Primeira prefeita eleita pelo PT em São Paulo, em 1988, Erundina derrotou e depois foi derrotada por Paulo Maluf ao tentar a reeleição. Para ela, mulher humilde e partidária, não tinha problema nenhum aceitar ser candidata a vice indicada pelo PSB para um cargo do qual já foi titular, mas subir num palanque de mãos dadas com Maluf era algo que sua dignidade não tolerava.
Foi isso o que ela comunicou ao presidente do partido, o governador pernambucano Eduardo Campos, sem dar margens para negociações. Com ela, não tem negócio: Erundina é do tempo em que tudo tinha limites.
Aos 77 anos, a deputada federal Luiza Erundina, que eu conheço e admiro desde os primórdios do PT, sabe que neste mundo poucos podem muito, a maioria não pode nada, ninguém pode tudo.

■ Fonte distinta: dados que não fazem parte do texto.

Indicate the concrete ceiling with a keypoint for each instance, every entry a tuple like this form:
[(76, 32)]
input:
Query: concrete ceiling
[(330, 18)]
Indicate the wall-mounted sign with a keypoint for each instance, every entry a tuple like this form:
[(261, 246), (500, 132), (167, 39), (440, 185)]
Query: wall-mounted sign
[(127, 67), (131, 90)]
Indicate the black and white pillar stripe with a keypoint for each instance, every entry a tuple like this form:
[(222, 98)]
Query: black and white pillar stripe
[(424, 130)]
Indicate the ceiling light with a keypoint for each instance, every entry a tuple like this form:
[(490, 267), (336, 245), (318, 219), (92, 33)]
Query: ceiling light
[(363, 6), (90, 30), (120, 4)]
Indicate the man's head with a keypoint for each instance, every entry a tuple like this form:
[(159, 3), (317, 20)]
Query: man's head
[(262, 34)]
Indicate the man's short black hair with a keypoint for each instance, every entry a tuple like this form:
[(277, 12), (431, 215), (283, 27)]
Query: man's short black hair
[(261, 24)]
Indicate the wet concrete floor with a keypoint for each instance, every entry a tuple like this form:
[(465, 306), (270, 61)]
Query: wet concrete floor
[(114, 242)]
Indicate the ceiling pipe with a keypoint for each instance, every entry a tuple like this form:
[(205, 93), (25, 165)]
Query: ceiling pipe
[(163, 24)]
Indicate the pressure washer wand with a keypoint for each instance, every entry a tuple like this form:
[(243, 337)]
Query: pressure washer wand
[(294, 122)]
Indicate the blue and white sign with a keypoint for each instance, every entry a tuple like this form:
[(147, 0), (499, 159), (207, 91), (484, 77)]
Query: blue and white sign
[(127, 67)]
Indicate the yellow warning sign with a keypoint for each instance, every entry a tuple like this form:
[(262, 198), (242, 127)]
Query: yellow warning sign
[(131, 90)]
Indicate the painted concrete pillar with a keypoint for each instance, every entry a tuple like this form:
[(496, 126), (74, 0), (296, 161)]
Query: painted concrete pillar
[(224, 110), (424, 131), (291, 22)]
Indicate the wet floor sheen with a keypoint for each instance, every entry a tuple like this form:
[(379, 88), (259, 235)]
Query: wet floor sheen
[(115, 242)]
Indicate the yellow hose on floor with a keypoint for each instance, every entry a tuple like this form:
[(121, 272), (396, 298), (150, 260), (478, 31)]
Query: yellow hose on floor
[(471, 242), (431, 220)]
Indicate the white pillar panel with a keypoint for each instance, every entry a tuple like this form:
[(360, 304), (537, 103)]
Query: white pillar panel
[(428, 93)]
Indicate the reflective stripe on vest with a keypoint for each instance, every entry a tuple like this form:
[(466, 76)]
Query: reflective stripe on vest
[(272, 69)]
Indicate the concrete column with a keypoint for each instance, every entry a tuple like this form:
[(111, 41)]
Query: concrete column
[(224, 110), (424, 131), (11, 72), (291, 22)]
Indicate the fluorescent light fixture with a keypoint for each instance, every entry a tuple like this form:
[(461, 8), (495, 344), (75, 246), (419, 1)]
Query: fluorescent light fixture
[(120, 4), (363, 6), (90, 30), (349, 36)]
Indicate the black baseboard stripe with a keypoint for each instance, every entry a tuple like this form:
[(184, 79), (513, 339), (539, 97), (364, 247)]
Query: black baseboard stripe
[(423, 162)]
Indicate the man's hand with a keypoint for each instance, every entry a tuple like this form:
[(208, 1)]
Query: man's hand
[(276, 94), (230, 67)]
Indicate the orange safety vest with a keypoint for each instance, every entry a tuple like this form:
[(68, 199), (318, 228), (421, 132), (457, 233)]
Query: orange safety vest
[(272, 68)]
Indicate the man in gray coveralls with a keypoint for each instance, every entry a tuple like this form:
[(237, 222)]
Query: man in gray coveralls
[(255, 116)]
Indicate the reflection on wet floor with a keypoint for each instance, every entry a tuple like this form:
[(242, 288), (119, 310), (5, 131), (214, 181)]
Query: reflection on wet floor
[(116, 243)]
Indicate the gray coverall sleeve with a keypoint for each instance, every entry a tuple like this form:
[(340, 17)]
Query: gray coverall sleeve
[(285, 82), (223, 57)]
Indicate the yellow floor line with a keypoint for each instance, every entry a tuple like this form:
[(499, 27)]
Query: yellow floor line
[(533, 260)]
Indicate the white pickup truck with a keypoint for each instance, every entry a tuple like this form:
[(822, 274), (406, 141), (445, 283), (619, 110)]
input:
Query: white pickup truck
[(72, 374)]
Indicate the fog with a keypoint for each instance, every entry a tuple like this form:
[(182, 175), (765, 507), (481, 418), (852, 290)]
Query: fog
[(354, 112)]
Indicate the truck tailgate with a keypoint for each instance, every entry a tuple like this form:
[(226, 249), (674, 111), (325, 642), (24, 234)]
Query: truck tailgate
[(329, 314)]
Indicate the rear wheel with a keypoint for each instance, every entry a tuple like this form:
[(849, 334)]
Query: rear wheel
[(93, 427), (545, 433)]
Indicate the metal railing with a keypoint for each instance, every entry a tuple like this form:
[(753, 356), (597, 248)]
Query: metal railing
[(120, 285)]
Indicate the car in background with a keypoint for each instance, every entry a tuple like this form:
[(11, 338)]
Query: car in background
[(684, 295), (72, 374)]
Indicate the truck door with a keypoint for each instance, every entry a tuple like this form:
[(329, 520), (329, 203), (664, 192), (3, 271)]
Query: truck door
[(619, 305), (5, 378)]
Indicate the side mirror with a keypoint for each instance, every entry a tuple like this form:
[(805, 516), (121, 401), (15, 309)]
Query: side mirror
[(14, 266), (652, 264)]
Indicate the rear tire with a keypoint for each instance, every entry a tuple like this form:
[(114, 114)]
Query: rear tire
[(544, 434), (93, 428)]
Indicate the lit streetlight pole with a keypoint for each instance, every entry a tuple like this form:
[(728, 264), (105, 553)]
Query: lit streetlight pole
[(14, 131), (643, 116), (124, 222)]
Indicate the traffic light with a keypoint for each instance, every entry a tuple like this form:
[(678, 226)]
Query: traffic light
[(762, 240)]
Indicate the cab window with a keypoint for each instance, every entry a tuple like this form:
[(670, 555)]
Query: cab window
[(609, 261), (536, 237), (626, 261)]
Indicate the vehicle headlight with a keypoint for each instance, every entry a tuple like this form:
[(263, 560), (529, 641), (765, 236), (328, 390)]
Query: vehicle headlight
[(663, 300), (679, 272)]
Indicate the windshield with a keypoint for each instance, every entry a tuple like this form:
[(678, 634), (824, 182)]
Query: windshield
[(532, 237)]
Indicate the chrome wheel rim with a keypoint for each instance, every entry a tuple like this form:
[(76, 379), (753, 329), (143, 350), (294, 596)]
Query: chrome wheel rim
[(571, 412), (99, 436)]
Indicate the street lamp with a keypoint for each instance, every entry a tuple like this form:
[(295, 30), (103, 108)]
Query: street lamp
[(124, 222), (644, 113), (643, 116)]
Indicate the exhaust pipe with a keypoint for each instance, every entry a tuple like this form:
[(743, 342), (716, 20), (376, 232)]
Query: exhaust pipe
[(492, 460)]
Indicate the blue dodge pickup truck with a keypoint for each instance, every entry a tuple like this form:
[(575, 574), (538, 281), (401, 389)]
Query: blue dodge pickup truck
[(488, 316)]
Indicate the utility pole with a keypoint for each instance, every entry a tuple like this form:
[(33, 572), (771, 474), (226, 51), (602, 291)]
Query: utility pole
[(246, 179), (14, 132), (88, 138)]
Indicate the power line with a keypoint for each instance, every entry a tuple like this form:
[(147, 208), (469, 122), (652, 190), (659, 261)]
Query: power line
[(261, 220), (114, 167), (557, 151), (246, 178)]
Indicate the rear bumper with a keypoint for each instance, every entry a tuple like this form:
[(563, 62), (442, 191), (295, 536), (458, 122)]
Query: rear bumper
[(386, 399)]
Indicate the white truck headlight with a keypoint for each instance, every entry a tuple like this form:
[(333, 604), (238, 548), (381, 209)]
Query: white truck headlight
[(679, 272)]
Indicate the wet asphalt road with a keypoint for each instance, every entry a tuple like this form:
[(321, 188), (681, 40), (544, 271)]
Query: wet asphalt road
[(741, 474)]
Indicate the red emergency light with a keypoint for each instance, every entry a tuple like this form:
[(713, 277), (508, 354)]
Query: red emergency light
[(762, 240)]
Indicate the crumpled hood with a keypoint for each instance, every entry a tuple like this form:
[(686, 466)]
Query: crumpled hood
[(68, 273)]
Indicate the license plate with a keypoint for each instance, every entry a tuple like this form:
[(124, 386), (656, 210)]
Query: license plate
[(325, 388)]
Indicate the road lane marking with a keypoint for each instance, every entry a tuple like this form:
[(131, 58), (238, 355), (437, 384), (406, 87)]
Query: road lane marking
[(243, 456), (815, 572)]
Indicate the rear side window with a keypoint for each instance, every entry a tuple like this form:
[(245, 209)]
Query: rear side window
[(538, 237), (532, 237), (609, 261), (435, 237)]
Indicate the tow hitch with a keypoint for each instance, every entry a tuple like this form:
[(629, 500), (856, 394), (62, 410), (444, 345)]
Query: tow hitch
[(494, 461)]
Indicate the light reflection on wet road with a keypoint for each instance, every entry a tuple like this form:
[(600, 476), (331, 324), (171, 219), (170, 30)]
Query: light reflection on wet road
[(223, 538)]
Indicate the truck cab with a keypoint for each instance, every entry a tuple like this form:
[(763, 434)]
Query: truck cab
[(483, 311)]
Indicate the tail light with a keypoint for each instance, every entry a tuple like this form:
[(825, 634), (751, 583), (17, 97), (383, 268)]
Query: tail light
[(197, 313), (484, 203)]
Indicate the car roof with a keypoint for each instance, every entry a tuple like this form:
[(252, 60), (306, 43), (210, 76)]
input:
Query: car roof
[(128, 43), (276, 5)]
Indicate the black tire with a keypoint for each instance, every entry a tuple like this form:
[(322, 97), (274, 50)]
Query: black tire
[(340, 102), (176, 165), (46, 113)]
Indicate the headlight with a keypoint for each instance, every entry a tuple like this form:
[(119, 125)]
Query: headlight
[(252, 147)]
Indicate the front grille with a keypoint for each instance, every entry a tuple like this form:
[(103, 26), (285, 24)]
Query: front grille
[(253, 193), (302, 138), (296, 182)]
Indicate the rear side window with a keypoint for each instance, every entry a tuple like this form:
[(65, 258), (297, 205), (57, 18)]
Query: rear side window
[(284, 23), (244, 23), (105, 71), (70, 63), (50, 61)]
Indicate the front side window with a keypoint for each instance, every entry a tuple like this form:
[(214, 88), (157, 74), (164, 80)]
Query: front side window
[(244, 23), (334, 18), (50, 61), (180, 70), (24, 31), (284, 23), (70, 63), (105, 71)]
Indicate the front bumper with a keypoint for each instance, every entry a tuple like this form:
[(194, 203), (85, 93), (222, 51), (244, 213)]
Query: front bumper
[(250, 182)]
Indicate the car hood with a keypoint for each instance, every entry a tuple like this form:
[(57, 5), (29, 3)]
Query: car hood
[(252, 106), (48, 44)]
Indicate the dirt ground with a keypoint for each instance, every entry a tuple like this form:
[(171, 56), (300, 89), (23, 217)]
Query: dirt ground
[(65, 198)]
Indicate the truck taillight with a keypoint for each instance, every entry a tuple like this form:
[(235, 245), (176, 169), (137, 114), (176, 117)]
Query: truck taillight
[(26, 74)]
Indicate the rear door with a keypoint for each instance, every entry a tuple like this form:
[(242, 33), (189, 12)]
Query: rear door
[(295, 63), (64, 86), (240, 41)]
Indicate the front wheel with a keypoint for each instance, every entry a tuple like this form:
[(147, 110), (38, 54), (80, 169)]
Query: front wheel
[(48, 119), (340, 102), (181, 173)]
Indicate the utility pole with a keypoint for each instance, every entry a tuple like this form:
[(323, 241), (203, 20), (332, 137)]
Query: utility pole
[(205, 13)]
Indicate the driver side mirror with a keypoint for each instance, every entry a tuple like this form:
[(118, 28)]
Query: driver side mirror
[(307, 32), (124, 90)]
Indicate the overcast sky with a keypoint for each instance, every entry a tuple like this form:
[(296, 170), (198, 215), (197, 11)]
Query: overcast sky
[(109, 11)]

O jornalista Frederico Branco, um dos meus mestres na velha redação do "Estadão", me ensinou uma sábia lição, quando eu ia fazer alguma coisa errada: "Meu filho, tem coisa que pode e tem coisa que não pode". Simples assim.
Ficar de gracinha com Maluf, por exemplo, não pode. O problema com ele não é só de diferenças políticas e ideológicas. Acima de tudo, é moral e, mais do que isso, policial. Procurado pela Interpol em todo o mundo, acusado do desvio de milhões e milhões de dinheiro público, o dono da mansão não serve de companhia para quem passou a vida o denunciando.
Com seus gestos de grandeza em dois atos, Luiza Erundina lembrou ao PT de hoje dos tempos em que seus líderes chamavam o ex-governador e ex-prefeito cevado pela ditadura de "ladrão" e "nefasto", e a militância ia às ruas com as bandeiras vermelhas para denunciar as práticas do malufismo.
Mais parecendo um coadjuvante da sua própria campanha, o candidato Fernando Haddad, que nunca teve uma militância partidária, sentiu na própria pele ontem à noite os efeitos da entrada de Maluf e da saída de Erundina.
Logo após a desistência da candidata a vice, num encontro com militantes petistas na associação dos moradores de Vila Rica, na zona leste, segundo relato do repórter Bernardo Mello Franco publicado na "Folha" desta quarta-feira, o próprio Haddad deu a notícia no microfone : "A Erundina falou que vai nos apoiar, mas não vai ser mais a vice".
A frustração foi geral, como se pode constatar nas declarações de alguns militantes citados na matéria.
Josefa Gomes, 75, pensionista: "A gente fica muito decepcionada, né? O povo daqui ama a Erundina. Maluf, não, pelo amor de Deus".
Maria de Fátima Souza, 64, confeiteira: "Se for para perder a eleição, a gente tem que perder de cabeça erguida. Não com o Maluf. Eu sou limpa. Você acha que vou dar o braço a ladrão?"
Este é o PT velho de guerra, que pensa como Luiza Erundina, e nunca vai aceitar Paulo Maluf.
Em tempo: A deputada Luiza Erundina confirmou agora à tarde entrevista ao vivo no Jornal da Record News, comandado por Heródoto Barbeiro, que vai ao ar às 21 horas desta quarta-feira.
Correção: Como me alertaram os leitores, cometi um engano ao dizer que Erundina disputou a reeleição e perdeu para Paulo Maluf. Naquela época não havia reeleição. Quem disputou a sucessão de Erundina pelo PT, e acabou derrotado por Maluf, foi Eduardo Suplicy.